I think that both Carson and Downey are very poor areas in southern CA. It is so sad. Another reason why (I think) we are seeing so many Malts in shelters is that the people don't know breeds at all. If it is white and under 30 pounds they call it a Maltese mix. A lot of the dogs on Cory's list don't look like what they have been classified as. And, we have seen before that sometimes they even classify them as the wrong sex. I don't care what the breed is, all dogs deserve to be treated with love and care.


----------



## michellerobison (Dec 17, 2009)

Carson is the one who euthanizes owner turn ins immediately to make room for strays!!!!!! It's because they're remodeling.


----------



## Sylie (Apr 4, 2011)

michellerobison said:


> Carson is the one who euthanizes owner turn ins immediately to make room for strays!!!!!! It's because they're remodeling.


OMG! And people turn their pets in there to have them pts? Do shelters charge turn ins? I guess if they did the people would just toss their unwanted "pets" onto the street. At least they'd have a better chance then. 

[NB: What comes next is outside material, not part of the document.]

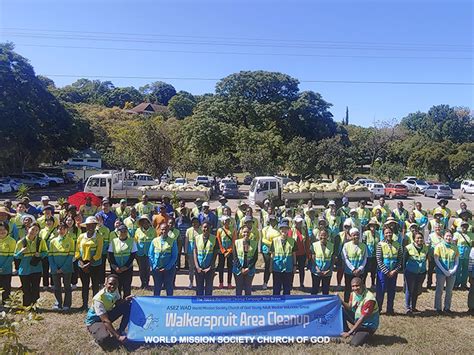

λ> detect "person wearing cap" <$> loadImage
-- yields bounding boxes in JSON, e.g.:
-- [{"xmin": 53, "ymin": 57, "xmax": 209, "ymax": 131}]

Wait, I see the logic here. Strays may just be lost and their owners might come for them. Do you know if they read micro-chips?


----------



## Snowbody (Jan 3, 2009)

So many Maltese and Maltese mixes in these shelters. :smcry: So many look so sweet. I hope that they will be adopted. Usually around here little white ones do get picked first.


----------



## michellerobison (Dec 17, 2009)

I looked that these sweet babies,most are males... what is up w/ that?
I can't believe how many are dumping right now. If I ever win the lotto, a big chunk goes to helping fluffs!

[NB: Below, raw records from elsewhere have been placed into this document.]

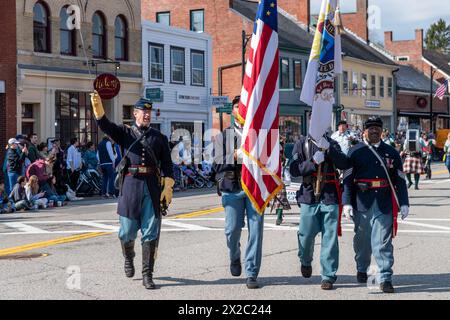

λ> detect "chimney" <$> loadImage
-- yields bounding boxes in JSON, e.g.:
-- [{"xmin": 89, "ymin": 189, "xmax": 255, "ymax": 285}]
[
  {"xmin": 384, "ymin": 29, "xmax": 423, "ymax": 70},
  {"xmin": 341, "ymin": 0, "xmax": 369, "ymax": 42},
  {"xmin": 278, "ymin": 0, "xmax": 311, "ymax": 27}
]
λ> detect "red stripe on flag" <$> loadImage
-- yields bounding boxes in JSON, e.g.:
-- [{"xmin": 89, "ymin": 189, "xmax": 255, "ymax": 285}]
[
  {"xmin": 245, "ymin": 47, "xmax": 279, "ymax": 152},
  {"xmin": 239, "ymin": 24, "xmax": 273, "ymax": 124}
]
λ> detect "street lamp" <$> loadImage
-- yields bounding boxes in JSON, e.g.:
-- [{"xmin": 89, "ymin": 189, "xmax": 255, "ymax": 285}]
[{"xmin": 430, "ymin": 62, "xmax": 450, "ymax": 133}]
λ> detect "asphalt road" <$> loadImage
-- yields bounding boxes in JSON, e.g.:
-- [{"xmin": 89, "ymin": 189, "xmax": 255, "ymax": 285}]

I think Carson figures if an owner is getting rid of a dog,there must be something wrong w/ it... plus making room for strays who's owners might come in...


----------



## bailey02 (May 1, 2009)

Bump bump for this senior male malt


----------



## Bibu (Jun 3, 2010)

Thanks Becky! Anyone know of someone interested in him??? I wish I had the $$$ to fly out there and get him out of there!


----------



## Canada (Jun 4, 2009)

Thanks for posting this.
I too looked at the LA listings a few nights ago (after reading Snuggle's sad story) to try to see what was going on.
It is incredibly sad, all these little angels stuck.



michellerobison said:


> *I looked that these sweet babies,most are males... what is up w/ that?*
> I can't believe how many are dumping right now. If I ever win the lotto, a big chunk goes to helping fluffs!
> 
> I think Carson figures if an owner is getting rid of a dog,there must be something wrong w/ it... plus making room for strays who's owners might come in...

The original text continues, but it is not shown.